The ability to find solutions to problems and shoot for seemingly unobtainable goals has rubbed off on all three Jain children. Ankur Jain graduated from the Wharton School of Business at the University of Pennsylvania while both Priyanka and Neil Jain graduated from Stanford.
Priyanka helped build a school for girls in Afghanistan when she was only 14 years old. Both Neil and Ankur work at Kairos, a startup incubator founded by Ankur that supports businesses that tackle global problems.
Ankur, whose own startup Humin was acquired by Tinder in 2016, created his first company when he was 10 years old. Despite having a billionaire father, Ankur says that his parents were often strict on not spending money frivolously. So when he wanted something that wasn’t essential or beneficial for education, it had to come out of his own pocket.
Ten-year-old Ankur had one goal in mind: He wanted to dunk a basketball.
As a “skinny little Indian kid,” in Ankur’s words, he knew he had little chance of making the basketball team. But there was one product on the market that promised to improve his chances. “I read online about these plyometric things you can wear on your shoes to help your vertical jump,” Ankur recalls. “They were like $110 and my parents wouldn’t buy them for me.”

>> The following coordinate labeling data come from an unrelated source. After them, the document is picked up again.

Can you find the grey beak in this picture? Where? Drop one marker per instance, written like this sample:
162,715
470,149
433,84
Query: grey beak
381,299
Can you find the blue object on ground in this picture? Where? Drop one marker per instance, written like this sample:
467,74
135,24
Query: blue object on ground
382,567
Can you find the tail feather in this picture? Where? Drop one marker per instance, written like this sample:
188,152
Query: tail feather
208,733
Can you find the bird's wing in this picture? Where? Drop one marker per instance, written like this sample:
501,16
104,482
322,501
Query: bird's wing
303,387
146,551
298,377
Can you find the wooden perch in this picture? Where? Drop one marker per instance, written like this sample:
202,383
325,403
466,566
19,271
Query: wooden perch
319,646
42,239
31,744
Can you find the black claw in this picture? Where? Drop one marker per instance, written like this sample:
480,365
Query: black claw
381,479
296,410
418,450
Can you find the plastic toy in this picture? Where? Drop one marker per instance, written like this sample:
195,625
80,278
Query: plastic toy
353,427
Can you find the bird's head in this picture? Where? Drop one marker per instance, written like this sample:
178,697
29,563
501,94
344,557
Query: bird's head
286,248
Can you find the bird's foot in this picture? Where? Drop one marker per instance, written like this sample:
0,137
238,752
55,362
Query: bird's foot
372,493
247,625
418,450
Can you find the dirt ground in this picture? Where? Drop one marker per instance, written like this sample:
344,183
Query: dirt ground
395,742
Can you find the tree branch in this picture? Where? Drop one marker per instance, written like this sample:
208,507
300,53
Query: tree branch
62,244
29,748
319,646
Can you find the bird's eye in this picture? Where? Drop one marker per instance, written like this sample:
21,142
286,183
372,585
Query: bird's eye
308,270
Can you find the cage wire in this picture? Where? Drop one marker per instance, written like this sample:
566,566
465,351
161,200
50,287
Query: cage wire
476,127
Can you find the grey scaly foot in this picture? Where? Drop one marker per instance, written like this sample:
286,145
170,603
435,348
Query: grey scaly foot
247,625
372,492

That didn’t deter Ankur. Instead, he decided to be like his father. He started his own company, but instead of finding an industry he knew nothing about, he concentrated on something every 10-year-old kid was into at the time, and created a quiz-based portal for AOL Instant Messenger. In Ankur’s words, it exploded in popularity. Using this newfound success, Ankur made his move.
“I called the company that made these plyometric things and asked for the CEO and somehow the assistant put me on the phone with the guy,” says Ankur. “I told him about my portal and said I’d love to do some promotion of their product through my portal, but he needed to send me a free pair as payment.”
Ankur didn’t land his moonshot. He didn’t develop calves of steel or become the next Vince Carter.
“I never dunked,” Ankur says. “But I did touch the rim.”